We built this using technologies from Hume AI, Cartesia, Google’s Gemini Model, Whisper from OpenAI and Groq. For the backend, we built it using a Flask backend with Python. We used Flask because it allows for us to setup the backend in Python which was ideal since we were making many LLM and API calls to AI models. For the frontend, we decided to go with React because of its component reusability features, its integration abilities with Flask, and its efficiency due to the Virtual DOM features. The two foundational models we use are Hume AI’s EVI (voice-to-voice) model and the Facial Expressions Model. The EVI model takes in the user’s audio input and converts it into an audio and text embedding. It then uses Hume's emotion mapping technology and identifies scores for prevalence of 48 different emotions in the interview. We do this in a sentence by sentence method so your emotions are accurately tracked across the interview. This is then used by Gemini within the Hume model configuration to understand and create a response as well as new follow-up questions, which are outputted as the voice of the interviewer. Our second model, the Facial Expressions Model is used to identify the emotions of the face of the interviewee and then mapped onto the correct portions of the audio so that we can make sure that the voice and the facial emotions are in line. Next we sent all of this data to the backend as soon as the interview is completed and use a Llama 3.1 model that we feed with a custom interview scoring algorithms based off of weights we decide as well as a holistic response quality analysis by the LLM model and output feedback and an interview score. This is also then displayed graphically for better understanding.

Challenges we ran into

One of the biggest challenges we ran into was coordinating and measuring the data from the Hume models. This was because the voice-to-voice model would give emotion outputs in the sentence to sentence interval while the facial expressions model would only accept videos in a 5 second batch. So recursively splitting and processing the video in 5 seconds, which we also did using Whisper and mapping that onto the voice data was quite difficult because there was no simple way to achieve that. This led to some completed dictionaries nested within dictionaries and many calls in the backend to process the data accurately. Another challenge was to come up with a custom algorithm to determine which emotions and which facial expressions should have what sort of weights in our model and how much of an effect they should have for our overall score’s equation. And lastly, we had a little bit of trouble with making sure the web sockets were routing our traffic correctly and opening and closing when we wanted them to.

Accomplishments that we're proud of

Some major accomplishments that we were proud of were actually integrating AI personas within our application with voices that are super realistic. We were also really proud of taking on the challenge of essentially merging the two Hume models which was a major challenge that even the Hume team is currently working on. And lastly, we thoroughly enjoyed making a project that we ourselves would use to improve our interview preparation skills in the future.

What we learned

We learned the importance of having a deep understanding of the model architecture and the input and output sequences of models for projects that are closely related to maximizing the model’s potential. We also learned about handling binary file data from frontend to backend and vice versa.
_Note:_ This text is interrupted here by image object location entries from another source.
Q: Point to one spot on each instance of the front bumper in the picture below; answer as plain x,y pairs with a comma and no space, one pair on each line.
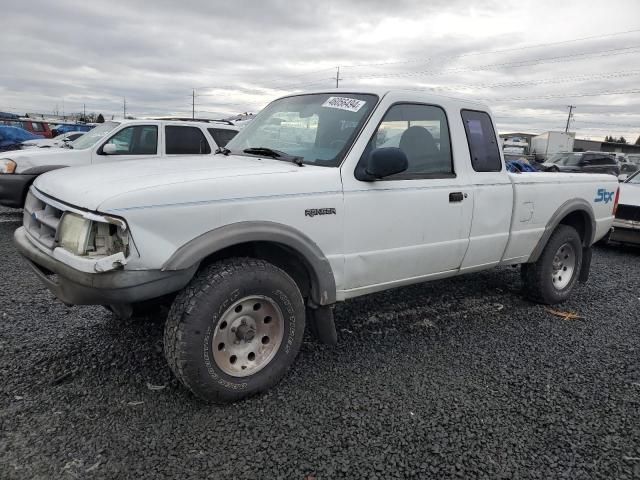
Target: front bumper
625,231
116,287
13,189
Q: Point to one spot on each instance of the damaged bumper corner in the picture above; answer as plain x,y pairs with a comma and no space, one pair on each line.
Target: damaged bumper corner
78,287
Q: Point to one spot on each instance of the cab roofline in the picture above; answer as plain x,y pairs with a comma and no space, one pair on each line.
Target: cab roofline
381,92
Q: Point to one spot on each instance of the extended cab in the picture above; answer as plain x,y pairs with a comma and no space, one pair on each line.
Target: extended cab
321,198
111,142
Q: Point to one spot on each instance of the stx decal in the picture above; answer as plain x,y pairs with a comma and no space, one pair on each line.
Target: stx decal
603,196
312,212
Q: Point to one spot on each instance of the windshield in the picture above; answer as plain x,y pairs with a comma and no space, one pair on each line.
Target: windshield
318,128
94,135
566,158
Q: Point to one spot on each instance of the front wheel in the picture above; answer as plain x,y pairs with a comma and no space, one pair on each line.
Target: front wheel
235,329
552,278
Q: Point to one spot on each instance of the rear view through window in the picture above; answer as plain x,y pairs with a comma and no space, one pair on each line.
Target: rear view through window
222,135
483,146
185,141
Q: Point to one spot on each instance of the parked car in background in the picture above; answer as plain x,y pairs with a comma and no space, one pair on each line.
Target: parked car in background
550,143
34,126
11,138
110,142
626,225
71,127
582,162
630,164
58,141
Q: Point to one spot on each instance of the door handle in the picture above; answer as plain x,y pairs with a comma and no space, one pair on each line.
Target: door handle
456,197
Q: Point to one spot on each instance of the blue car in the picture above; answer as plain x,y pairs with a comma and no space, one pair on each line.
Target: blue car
12,137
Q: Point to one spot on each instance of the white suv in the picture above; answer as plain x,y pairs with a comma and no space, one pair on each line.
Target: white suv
109,142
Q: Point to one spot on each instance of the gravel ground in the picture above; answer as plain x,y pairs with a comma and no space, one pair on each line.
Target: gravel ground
456,379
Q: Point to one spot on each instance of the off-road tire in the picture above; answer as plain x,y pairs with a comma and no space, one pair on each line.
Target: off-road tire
538,276
197,310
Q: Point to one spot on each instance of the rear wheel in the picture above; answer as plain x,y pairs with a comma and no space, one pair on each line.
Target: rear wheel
235,329
552,278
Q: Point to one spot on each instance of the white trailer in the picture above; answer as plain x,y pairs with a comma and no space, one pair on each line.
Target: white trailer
549,143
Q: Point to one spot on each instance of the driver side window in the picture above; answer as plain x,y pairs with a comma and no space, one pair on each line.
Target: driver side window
422,133
136,140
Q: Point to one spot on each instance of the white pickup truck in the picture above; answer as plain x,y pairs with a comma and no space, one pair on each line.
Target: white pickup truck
111,142
322,198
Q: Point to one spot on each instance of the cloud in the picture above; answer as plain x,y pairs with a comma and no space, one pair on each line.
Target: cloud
239,55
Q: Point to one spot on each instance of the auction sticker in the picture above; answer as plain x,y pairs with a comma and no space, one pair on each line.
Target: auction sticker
344,103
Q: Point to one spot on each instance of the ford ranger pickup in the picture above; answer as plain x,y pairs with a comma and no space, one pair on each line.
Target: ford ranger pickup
323,197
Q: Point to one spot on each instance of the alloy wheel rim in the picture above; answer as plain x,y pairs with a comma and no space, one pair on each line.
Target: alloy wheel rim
248,336
563,267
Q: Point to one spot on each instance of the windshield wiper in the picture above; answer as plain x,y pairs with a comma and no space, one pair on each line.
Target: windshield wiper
270,152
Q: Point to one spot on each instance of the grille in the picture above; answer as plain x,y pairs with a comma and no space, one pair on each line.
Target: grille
628,212
41,220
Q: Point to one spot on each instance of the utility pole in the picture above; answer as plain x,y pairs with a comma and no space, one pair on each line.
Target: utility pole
571,107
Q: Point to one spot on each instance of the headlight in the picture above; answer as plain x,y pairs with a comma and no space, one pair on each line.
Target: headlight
7,166
82,236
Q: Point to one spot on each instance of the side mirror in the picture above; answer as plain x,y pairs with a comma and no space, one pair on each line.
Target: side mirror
109,149
383,162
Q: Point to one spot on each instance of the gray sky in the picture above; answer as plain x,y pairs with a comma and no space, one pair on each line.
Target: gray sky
241,54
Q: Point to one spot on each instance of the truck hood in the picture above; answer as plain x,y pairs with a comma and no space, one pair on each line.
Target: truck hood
630,194
35,157
175,179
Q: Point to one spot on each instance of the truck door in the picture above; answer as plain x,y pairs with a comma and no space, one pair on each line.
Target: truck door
132,142
492,193
409,225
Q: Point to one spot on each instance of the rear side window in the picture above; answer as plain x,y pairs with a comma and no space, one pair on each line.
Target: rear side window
481,137
422,133
136,140
222,135
185,141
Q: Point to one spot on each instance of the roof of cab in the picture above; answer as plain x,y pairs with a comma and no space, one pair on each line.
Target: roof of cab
422,94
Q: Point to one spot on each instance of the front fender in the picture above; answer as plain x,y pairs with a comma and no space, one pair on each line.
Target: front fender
323,286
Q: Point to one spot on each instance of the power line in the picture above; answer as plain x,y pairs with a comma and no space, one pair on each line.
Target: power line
572,95
505,50
516,64
544,81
We got the chance to delve into web socket programming and understand the importance of clear communications between the data types that are handled in the backend

What's next for SharkProof

Something we really wanted to implement but didn’t get the chance to do was create AI deepfakes of the interviewers. This would offer a complete persona of the interviewer, essentially building muscle memory for the founder which could be tapped into when they go into the actual interview. One other feature we wanted to incorporate was the ability for students to add their resume and job description, allowing for the interviewer to be pre-aware of their skills and experience level and ask questions based on those inputs. That would lead to the ideal interview simulation environment.